Total editorial costs

So for an average book of 70,000 to 80,000 words, you might pay:

  • Substantive editing: $3,500-$4,000
  • Copy editing: $1,200
  • Proofreading: $900 (this applies to print and print-on-demand books; if you’re producing an ebook only, you can skip this step and just check the file for glitches instead. Ebooks don’t contain a lot of the pieces that a proofreader checks in print, such as page numbers and running heads.)
  • Indexing: $1,000

How to find a skilled editor

There are a lot of people with limited experience promoting themselves as professional editors. You don’t need a licence to practice, so anyone can call herself an editor.

That’s why we highly recommend that you ask other writers for recommendations, and that you look for someone with book-specific experience. Editing a book-length work requires a different skill set than editing a newspaper article or corporate brochures.

It isn’t necessary for your editor to be an expert in your particular subject, but it does help if she has experience editing your genre. If you’re writing memoir, find an experienced memoir editor, for instance. Ask her which books she’s worked on, and see if any of her authors’ books have won awards, received notable critical acclaim, or made the bestseller lists. Those are all good signs.

Editors’ Association of Canada database

The EAC website contains a database of freelance editors. However, the editors listed there have not been vetted in any way; they’ve simply paid an annual EAC membership fee, which includes a listing on the site.

The EAC does offer a rigorous certification program, though, and editors who have been certified in their particular area should be trustworthy.
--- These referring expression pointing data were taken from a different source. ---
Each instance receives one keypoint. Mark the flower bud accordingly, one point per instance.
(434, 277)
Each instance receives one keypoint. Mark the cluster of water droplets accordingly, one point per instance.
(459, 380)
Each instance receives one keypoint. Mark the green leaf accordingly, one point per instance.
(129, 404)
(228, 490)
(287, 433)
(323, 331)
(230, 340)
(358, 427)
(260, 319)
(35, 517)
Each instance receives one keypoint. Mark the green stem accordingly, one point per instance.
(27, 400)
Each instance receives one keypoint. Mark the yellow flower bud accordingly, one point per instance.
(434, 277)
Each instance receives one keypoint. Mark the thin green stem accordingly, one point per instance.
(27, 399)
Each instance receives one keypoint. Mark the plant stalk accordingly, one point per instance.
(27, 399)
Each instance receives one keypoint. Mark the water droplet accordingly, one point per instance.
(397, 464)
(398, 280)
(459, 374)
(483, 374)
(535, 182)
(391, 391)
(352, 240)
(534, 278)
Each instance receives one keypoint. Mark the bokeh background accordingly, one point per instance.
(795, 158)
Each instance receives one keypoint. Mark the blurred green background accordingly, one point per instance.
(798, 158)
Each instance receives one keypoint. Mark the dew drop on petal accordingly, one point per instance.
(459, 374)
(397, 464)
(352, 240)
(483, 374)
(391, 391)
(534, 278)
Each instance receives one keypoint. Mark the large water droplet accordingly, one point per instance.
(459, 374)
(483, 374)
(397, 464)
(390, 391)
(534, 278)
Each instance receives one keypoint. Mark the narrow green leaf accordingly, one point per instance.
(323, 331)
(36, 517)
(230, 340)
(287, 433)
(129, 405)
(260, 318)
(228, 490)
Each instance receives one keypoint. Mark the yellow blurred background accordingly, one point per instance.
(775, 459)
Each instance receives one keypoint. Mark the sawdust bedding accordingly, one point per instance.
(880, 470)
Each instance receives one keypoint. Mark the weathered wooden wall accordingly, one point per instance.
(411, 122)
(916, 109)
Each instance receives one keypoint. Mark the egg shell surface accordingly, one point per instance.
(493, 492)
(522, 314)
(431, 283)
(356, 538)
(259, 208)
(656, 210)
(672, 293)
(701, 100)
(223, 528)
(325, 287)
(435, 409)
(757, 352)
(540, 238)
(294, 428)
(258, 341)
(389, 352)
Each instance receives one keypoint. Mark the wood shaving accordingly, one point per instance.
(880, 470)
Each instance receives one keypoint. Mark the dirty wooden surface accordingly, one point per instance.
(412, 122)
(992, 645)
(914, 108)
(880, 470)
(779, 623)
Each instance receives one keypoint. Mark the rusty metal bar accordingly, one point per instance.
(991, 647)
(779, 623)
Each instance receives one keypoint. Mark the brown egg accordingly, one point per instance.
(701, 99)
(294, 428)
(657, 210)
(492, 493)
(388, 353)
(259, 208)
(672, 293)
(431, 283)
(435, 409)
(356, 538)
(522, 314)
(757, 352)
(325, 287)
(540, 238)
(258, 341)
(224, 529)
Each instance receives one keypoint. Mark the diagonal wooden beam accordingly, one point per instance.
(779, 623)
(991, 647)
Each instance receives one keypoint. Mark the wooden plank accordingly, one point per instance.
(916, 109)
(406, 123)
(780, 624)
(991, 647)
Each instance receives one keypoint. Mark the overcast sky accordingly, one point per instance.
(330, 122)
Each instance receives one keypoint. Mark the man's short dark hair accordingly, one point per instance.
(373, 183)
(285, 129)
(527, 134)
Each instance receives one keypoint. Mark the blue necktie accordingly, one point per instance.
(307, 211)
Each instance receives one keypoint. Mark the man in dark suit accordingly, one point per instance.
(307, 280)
Click here for the list of certified editors.

Some of the best editors we know have not undertaken the certification process so aren’t listed here. Some editors just don’t feel they will gain enough new business or credibility to warrant completing the lengthy process. Others worry that they might fail the tests, even though they’ve been practicing editors for most of their careers. Whatever the case, an editor’s not being certified doesn’t mean they aren’t qualified. At Page Two we often connect our clients with uncertified editors we’ve worked with and trust.

Enjoy the experience

Finally, once you’ve hired your editor, listen carefully to what she says. You make the final call about what changes you accept, but remember that she has thought carefully about your manuscript and is bringing all of her professional experience to bear on it. In the right hands, most authors enjoy the editorial process because it’s an opportunity to discuss their work in detail with a deeply attentive reader, and to make it the best it can be.